Wake losses from neighboring plants may become a major factor in wind plant design and control as additional plants are constructed in areas with high wind resource availability. Because plant wakes span a large range of physical scales, from turbine rotor diameter to tens of kilometers, it is unclear whether conventional wake models or turbine control strategies are effective at the plant scale. Wake steering and axial induction control are evaluated in the current work as means of reducing the impact of neighboring wind plants on power and levelized cost of electricity. FLOw Redirection and Induction in Steady State (FLORIS) simulations were performed with the Gauss–Curl Hybrid and TurbOPark wake models as well as two operation and maintenance models to investigate control setpoint sensitivity to wake representation and economic factors. Both wake models estimate losses across a range of atmospheric conditions, although the wake loss magnitude is dependent on the wake model. Annual energy production and levelized cost of electricity are driven by wind direction frequency, with frequently aligned plants experiencing the greatest losses. However, both wake steering and axial induction are unable to mitigate the impact of upstream plants. Wake steering is constrained by plant geometry, since wake displacement is much less than the plant wake width, while axial induction requires curtailing the majority of turbines in upstream plants. Individual turbine strategies are limited by their effective scale and model representation. New wake models that include plant-scale physics are needed to facilitate the design of effective plant wake control strategies.

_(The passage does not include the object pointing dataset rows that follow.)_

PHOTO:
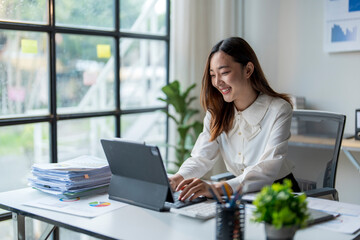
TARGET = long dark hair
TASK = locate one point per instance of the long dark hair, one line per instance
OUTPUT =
(222, 113)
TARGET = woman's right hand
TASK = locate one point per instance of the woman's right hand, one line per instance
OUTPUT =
(175, 180)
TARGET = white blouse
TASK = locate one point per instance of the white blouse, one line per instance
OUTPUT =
(254, 150)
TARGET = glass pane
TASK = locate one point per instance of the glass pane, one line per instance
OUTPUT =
(85, 73)
(34, 11)
(143, 16)
(20, 147)
(142, 72)
(24, 73)
(82, 137)
(145, 127)
(85, 14)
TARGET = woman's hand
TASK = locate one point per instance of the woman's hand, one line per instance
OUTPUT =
(193, 188)
(175, 180)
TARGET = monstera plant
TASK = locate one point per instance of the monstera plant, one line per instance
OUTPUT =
(187, 129)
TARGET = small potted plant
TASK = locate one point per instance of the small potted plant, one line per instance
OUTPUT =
(188, 129)
(281, 211)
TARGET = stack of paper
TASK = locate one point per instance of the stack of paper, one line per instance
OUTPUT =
(73, 178)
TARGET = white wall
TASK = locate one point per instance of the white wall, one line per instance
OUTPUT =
(287, 36)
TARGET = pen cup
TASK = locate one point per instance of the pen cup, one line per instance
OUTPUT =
(230, 221)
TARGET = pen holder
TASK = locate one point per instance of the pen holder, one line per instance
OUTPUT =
(230, 221)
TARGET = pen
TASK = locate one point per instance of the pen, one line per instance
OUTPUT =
(227, 190)
(225, 193)
(215, 193)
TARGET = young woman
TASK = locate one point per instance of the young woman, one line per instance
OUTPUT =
(247, 123)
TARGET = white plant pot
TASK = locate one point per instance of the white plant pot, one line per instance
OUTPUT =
(284, 233)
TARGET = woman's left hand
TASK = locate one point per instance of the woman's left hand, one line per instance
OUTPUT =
(193, 188)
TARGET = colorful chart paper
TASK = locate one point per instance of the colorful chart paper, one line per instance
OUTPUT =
(99, 204)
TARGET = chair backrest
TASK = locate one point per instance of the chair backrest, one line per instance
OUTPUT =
(314, 147)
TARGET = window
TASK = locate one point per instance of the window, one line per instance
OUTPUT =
(73, 72)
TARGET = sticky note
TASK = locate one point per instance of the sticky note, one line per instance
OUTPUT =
(103, 51)
(28, 46)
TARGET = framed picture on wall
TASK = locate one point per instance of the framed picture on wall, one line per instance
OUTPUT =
(342, 25)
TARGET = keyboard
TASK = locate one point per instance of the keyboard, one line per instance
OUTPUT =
(203, 210)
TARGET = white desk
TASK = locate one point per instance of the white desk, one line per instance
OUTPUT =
(132, 222)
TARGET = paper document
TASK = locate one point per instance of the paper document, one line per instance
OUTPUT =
(90, 206)
(80, 176)
(79, 163)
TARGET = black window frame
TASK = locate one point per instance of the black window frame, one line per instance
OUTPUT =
(53, 117)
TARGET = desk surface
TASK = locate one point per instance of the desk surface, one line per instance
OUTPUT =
(133, 222)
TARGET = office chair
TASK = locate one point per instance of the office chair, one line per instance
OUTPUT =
(314, 147)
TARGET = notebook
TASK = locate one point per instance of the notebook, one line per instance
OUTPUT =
(139, 176)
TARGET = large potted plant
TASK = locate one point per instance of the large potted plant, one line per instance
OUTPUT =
(187, 129)
(281, 211)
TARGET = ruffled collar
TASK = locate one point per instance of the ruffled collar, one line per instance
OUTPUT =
(249, 120)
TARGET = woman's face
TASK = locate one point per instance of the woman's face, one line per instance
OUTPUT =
(231, 78)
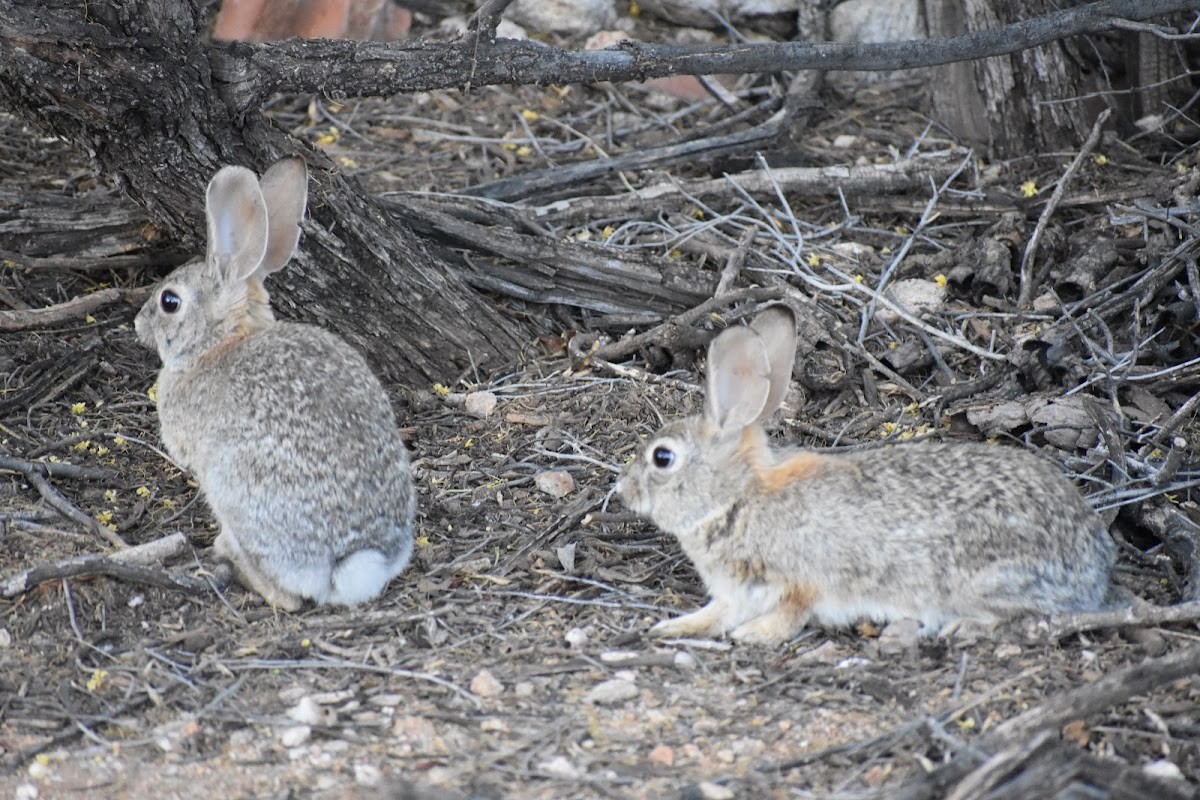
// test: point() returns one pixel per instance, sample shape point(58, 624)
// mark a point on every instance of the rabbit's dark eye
point(169, 301)
point(663, 457)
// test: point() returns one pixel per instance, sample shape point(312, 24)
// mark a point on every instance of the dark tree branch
point(132, 84)
point(342, 68)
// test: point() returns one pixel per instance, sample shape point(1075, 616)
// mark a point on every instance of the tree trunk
point(1019, 103)
point(131, 83)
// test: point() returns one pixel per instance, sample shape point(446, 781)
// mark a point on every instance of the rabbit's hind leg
point(781, 623)
point(249, 573)
point(706, 621)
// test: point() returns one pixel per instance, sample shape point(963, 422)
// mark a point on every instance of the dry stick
point(666, 332)
point(253, 72)
point(544, 180)
point(1031, 247)
point(1108, 691)
point(69, 510)
point(55, 469)
point(735, 263)
point(94, 565)
point(1134, 617)
point(21, 320)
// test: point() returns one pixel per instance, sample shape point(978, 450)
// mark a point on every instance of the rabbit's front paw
point(775, 627)
point(707, 621)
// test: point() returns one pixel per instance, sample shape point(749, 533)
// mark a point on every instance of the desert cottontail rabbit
point(939, 533)
point(285, 427)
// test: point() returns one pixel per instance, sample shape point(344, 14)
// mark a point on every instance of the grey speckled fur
point(287, 431)
point(940, 533)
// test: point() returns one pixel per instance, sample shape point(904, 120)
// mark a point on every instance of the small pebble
point(685, 661)
point(559, 767)
point(306, 711)
point(480, 404)
point(556, 483)
point(610, 692)
point(484, 684)
point(663, 755)
point(367, 775)
point(295, 735)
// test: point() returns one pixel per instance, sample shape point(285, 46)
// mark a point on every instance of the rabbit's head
point(696, 468)
point(253, 229)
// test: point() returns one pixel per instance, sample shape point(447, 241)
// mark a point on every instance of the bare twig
point(1134, 617)
point(64, 506)
point(1031, 247)
point(669, 331)
point(112, 567)
point(483, 23)
point(76, 307)
point(253, 72)
point(55, 469)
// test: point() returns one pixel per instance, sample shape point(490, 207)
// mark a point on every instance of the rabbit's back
point(981, 527)
point(291, 434)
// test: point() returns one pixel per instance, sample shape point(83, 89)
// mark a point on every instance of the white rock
point(709, 791)
point(508, 29)
point(559, 767)
point(295, 735)
point(685, 661)
point(367, 775)
point(853, 251)
point(827, 653)
point(306, 711)
point(567, 557)
point(915, 295)
point(480, 404)
point(1164, 769)
point(1008, 651)
point(557, 483)
point(564, 16)
point(611, 692)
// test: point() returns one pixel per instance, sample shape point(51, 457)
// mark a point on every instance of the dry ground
point(510, 660)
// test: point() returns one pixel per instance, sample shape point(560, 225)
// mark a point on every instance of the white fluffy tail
point(363, 576)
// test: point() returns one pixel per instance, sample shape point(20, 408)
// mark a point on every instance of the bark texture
point(132, 83)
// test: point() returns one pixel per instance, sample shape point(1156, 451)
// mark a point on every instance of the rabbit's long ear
point(237, 223)
point(286, 191)
point(738, 379)
point(777, 326)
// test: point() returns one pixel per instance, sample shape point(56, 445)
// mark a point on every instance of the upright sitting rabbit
point(939, 533)
point(285, 427)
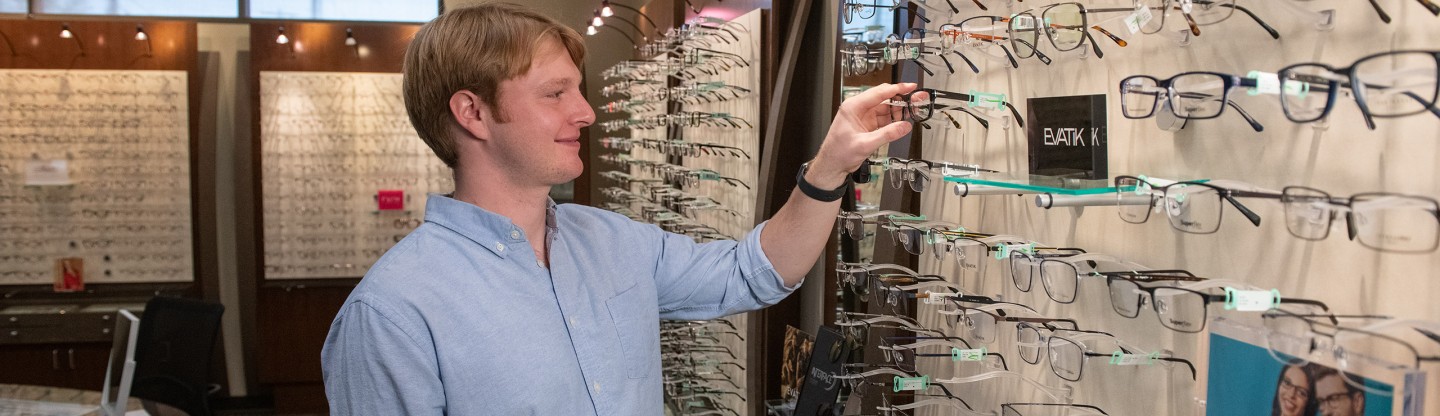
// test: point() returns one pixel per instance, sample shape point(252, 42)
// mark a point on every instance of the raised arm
point(798, 232)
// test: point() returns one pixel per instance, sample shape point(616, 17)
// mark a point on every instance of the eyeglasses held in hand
point(919, 105)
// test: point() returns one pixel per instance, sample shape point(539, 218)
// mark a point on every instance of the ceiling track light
point(143, 36)
point(606, 10)
point(592, 30)
point(66, 33)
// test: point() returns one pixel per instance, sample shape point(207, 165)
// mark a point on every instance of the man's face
point(1335, 399)
point(545, 111)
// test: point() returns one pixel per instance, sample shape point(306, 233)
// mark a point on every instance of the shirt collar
point(494, 232)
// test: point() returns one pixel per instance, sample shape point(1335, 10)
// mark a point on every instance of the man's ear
point(471, 114)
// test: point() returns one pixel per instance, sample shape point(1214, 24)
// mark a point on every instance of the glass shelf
point(1041, 183)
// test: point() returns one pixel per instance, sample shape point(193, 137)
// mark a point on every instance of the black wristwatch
point(818, 193)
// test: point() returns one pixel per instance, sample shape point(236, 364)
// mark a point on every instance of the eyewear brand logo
point(1073, 137)
point(824, 377)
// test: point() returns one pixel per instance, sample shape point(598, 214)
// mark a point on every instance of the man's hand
point(863, 124)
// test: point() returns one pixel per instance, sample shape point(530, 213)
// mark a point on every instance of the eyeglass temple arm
point(1381, 12)
point(1188, 364)
point(1430, 6)
point(1254, 124)
point(1116, 39)
point(1067, 405)
point(1263, 25)
point(984, 123)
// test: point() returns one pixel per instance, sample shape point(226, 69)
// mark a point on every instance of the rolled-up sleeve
point(702, 281)
point(375, 366)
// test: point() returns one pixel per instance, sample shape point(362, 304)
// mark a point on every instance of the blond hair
point(473, 49)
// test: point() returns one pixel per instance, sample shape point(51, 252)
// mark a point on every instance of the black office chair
point(173, 353)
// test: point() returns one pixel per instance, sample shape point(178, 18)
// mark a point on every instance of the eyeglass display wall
point(1259, 222)
point(684, 157)
point(128, 220)
point(95, 154)
point(333, 146)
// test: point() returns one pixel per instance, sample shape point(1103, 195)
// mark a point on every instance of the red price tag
point(389, 199)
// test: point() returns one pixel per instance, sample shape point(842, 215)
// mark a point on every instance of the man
point(1338, 398)
point(507, 304)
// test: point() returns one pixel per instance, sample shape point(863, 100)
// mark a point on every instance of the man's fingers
point(887, 134)
point(877, 94)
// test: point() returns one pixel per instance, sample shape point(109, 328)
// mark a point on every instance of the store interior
point(1103, 208)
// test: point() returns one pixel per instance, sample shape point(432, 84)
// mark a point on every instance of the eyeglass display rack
point(686, 159)
point(344, 174)
point(97, 170)
point(1338, 154)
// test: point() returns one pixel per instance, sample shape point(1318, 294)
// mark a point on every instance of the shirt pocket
point(635, 315)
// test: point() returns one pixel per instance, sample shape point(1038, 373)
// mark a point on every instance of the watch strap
point(820, 193)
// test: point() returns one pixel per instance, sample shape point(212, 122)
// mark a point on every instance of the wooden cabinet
point(72, 366)
point(293, 323)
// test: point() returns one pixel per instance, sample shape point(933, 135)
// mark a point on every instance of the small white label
point(1138, 19)
point(1250, 301)
point(1024, 23)
point(936, 298)
point(968, 354)
point(46, 172)
point(912, 383)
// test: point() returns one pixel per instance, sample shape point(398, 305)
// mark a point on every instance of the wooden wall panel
point(293, 317)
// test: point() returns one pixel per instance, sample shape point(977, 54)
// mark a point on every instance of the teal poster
point(1247, 380)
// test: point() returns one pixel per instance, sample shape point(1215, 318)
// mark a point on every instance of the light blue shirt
point(461, 318)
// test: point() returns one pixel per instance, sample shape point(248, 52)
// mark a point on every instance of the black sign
point(1067, 137)
point(821, 387)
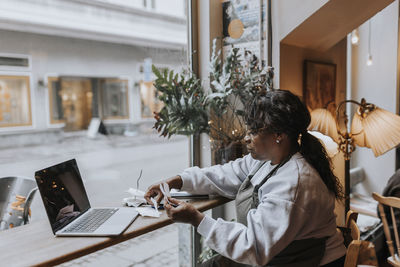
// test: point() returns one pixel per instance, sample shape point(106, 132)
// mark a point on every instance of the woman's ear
point(279, 137)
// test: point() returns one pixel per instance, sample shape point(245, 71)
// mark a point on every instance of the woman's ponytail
point(283, 112)
point(315, 154)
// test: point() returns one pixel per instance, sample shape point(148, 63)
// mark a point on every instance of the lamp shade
point(381, 130)
point(323, 121)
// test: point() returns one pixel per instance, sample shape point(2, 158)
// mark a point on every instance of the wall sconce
point(371, 127)
point(355, 38)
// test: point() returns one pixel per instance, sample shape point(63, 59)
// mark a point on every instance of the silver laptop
point(68, 207)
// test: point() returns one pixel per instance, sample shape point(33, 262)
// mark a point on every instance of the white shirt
point(294, 204)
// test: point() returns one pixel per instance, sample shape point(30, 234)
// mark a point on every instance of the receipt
point(136, 199)
point(148, 211)
point(164, 187)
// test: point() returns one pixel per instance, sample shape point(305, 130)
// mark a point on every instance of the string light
point(355, 38)
point(369, 58)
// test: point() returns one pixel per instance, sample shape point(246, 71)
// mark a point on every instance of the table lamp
point(371, 127)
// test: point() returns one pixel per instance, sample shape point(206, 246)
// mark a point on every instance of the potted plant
point(189, 108)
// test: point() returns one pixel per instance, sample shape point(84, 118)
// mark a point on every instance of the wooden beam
point(332, 22)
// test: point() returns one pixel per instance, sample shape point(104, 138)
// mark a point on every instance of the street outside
point(109, 166)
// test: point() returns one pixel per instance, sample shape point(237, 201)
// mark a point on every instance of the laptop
point(68, 207)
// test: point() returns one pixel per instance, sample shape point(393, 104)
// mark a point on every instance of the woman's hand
point(155, 191)
point(184, 212)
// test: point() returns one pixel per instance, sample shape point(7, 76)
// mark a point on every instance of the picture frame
point(319, 84)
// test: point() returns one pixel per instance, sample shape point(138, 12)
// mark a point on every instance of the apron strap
point(271, 173)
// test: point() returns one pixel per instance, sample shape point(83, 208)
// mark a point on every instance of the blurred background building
point(63, 62)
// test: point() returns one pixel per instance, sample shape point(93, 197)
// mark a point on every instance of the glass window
point(55, 97)
point(114, 98)
point(149, 100)
point(75, 100)
point(15, 101)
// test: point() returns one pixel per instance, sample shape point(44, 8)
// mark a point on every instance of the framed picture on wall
point(319, 87)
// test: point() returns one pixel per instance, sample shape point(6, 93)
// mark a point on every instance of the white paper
point(148, 212)
point(136, 199)
point(164, 187)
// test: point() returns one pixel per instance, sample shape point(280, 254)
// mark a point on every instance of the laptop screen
point(63, 193)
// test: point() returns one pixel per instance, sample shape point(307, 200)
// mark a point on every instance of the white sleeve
point(223, 180)
point(268, 232)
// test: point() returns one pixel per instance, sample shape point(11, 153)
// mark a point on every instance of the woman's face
point(261, 145)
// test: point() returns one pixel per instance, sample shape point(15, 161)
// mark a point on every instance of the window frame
point(112, 119)
point(28, 79)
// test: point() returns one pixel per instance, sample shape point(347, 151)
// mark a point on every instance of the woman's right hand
point(154, 190)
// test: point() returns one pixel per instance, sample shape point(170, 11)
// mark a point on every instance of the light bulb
point(354, 37)
point(369, 60)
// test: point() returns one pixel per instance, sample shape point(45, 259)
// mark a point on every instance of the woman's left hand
point(184, 212)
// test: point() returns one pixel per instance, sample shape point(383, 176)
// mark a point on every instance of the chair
point(390, 202)
point(358, 252)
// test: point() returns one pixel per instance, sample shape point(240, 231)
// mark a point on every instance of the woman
point(284, 190)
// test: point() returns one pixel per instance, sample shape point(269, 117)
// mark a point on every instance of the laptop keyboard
point(91, 221)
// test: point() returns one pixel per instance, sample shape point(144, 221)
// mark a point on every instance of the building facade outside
point(65, 62)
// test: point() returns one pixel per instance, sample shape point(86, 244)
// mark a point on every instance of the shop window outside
point(149, 100)
point(15, 101)
point(75, 100)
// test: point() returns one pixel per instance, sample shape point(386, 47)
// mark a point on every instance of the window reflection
point(15, 101)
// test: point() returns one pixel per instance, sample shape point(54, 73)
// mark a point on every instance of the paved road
point(109, 166)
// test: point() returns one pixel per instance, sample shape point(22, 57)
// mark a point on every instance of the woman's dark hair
point(280, 111)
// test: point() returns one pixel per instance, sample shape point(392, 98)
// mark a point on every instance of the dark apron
point(299, 253)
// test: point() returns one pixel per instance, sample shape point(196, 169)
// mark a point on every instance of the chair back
point(358, 252)
point(392, 203)
point(351, 223)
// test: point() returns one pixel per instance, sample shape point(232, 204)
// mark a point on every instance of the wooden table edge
point(212, 203)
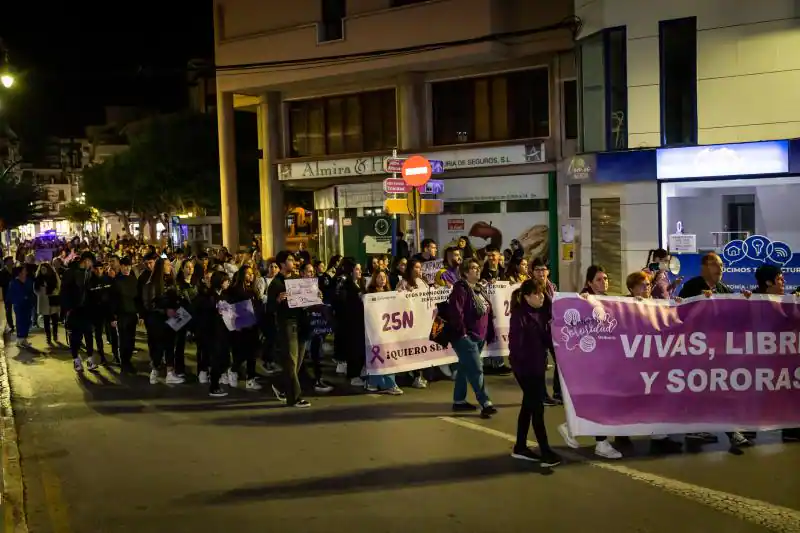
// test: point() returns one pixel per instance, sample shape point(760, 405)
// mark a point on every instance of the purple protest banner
point(633, 367)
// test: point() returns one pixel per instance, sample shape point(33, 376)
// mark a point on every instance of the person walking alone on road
point(21, 295)
point(75, 301)
point(48, 291)
point(529, 341)
point(244, 342)
point(287, 341)
point(6, 276)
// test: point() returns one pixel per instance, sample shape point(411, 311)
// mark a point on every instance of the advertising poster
point(498, 230)
point(725, 363)
point(741, 259)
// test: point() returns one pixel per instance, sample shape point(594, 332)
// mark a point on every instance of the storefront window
point(509, 106)
point(365, 122)
point(749, 222)
point(604, 91)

风力发电厂尾流损失:涡轮机驱动与利用工程尾流模型控制电站尾流之间的脱节
随着在风力资源丰富的地区建造更多的风力发电厂,邻近发电厂的唤醒损失可能会成为风力发电厂设计和控制的主要因素。由于风力发电厂的风浪物理范围很大,从涡轮机转子直径到数十公里,因此尚不清楚传统的风浪模型或涡轮机控制策略在风力发电厂范围内是否有效。目前的研究对风浪转向和轴向感应控制进行了评估,以减少邻近风力发电厂对电力和平准化电力成本的影响。利用高斯-库尔混合唤醒模型和 TurbOPark 唤醒模型,以及两个运行和维护模型,对稳定状态下的唤醒转向和感应(FLORIS)进行了模拟,以研究控制设定点对唤醒表示和经济因素的敏感性。尽管唤醒损失的大小取决于唤醒模型,但两种唤醒模型都能估算出各种大气条件下的损失。年发电量和平准化电力成本受风向频率的影响,风向频繁的发电厂损失最大。然而,尾流转向和轴向感应都无法减轻上游电厂的影响。唤醒转向受到电厂几何形状的限制,因为唤醒位移远小于电厂唤醒宽度,而轴向诱导则需要削减上游电厂的大部分涡轮机。单个涡轮机策略受限于其有效规模和模型表示。需要建立包含电厂尺度物理特性的新型唤醒模型,以便设计有效的电厂唤醒控制策略。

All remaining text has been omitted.